Much of the material feels so goofy and tame, as if Hardwicke were afraid of exploring the heart of darkness of the original. There are odd attempts to sanitizing the material that fail spectacularly. Gloria is horrified to see Lino execute another girl accused of being a snitch, but afterwards he takes her out for barbecue and tacos, reminiscing about how life dealt him a bad hand when he and his mother were deported from California. You see, he had no choice but to become a murderous drug smuggler to survive and maybe one day buy this barbecue place he loves so much. Later Lino will again show the kindness buried somewhere within and teach Gloria how to use a machine gun. He obviously likes her, but the script never convincingly explores this angle to the story. It would rather focus on boring shootouts and half-baked plotting. Latinx audience members might chuckle from some of the Spanish dialogue, like when a kitchen fire results in Lino complaining, “you ruined my pozole fool!”

“Miss Bala” has nothing meaningful or insightful to say about the situation in Mexico, instead it becomes a confusing, violent ramble by the third act. Gloria is made by Reich to switch chips around cell phones belonging to Lino and his crew in a way that gets more confusing than it should. Anthony Mackie pops in with a role that seems to have no reason for being until the end, when he drops a plot reveal involving the CIA that becomes very ludicrous. Scenes which in the original movie had a quiet tension are turned into raving recycles of every shootout we see every year in bad crime films. Consider the nightclub attack where Gloria meets Lino. In the Naranjo film a brilliant tracking shot of our heroine in the bathroom shows us just enough of the arriving assassins to hint that something dark is underway, they are ominous figures in the background. When Lino first sees Sigman we only see his weapon in the frame. But Hardwicke turns it into a typical shoot out with loud explosions, flashy lights and little sense of dread or surprise. The same goes with the final shootout of the film, involving a corrupt general Gloria is offered to as a sexual prize. In the original movie the scene has a Hitchcockian intensity. Here it devolves into a hilariously crazy action scene where Gloria soon emerges from the flames, in a red dress, in full action heroine pose.

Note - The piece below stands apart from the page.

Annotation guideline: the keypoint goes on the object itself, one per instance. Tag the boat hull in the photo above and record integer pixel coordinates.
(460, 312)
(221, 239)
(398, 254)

But what does any of this have to do with beauty pageants? The 2011 film used the beauty pageant angle as a commentary on how the drug trade has infected various sections of Mexico. In 2019 Gloria doesn’t even want to be a contestant, Lino makes her sign up to later on get close to a specific target. Once the night of the competition of arrives, Lino proves to be quite the classy sicario and offers Gloria advice on how to smile and walk down the runway. During all of this there is little sense of time. It seems like all this has befallen on poor Gloria in a span of about five days. Anything is possible we can suppose.

If there is a true value to “Miss Bala” it’s that it may serve as a great film school tool to demonstrate what happens when Hollywood takes a foreign film about a specific time and place then transforms it into quick consumption entertainment. Many rounds are spent in this film, a few cars explode, and Gina Rodriguez becomes a version of The Punisher by the end, which feels like a set-up for an even more absurd sequel. Do yourself a favor and stream or rent the original.

Miss Bala” premieres Feb. 1 in theaters nationwide.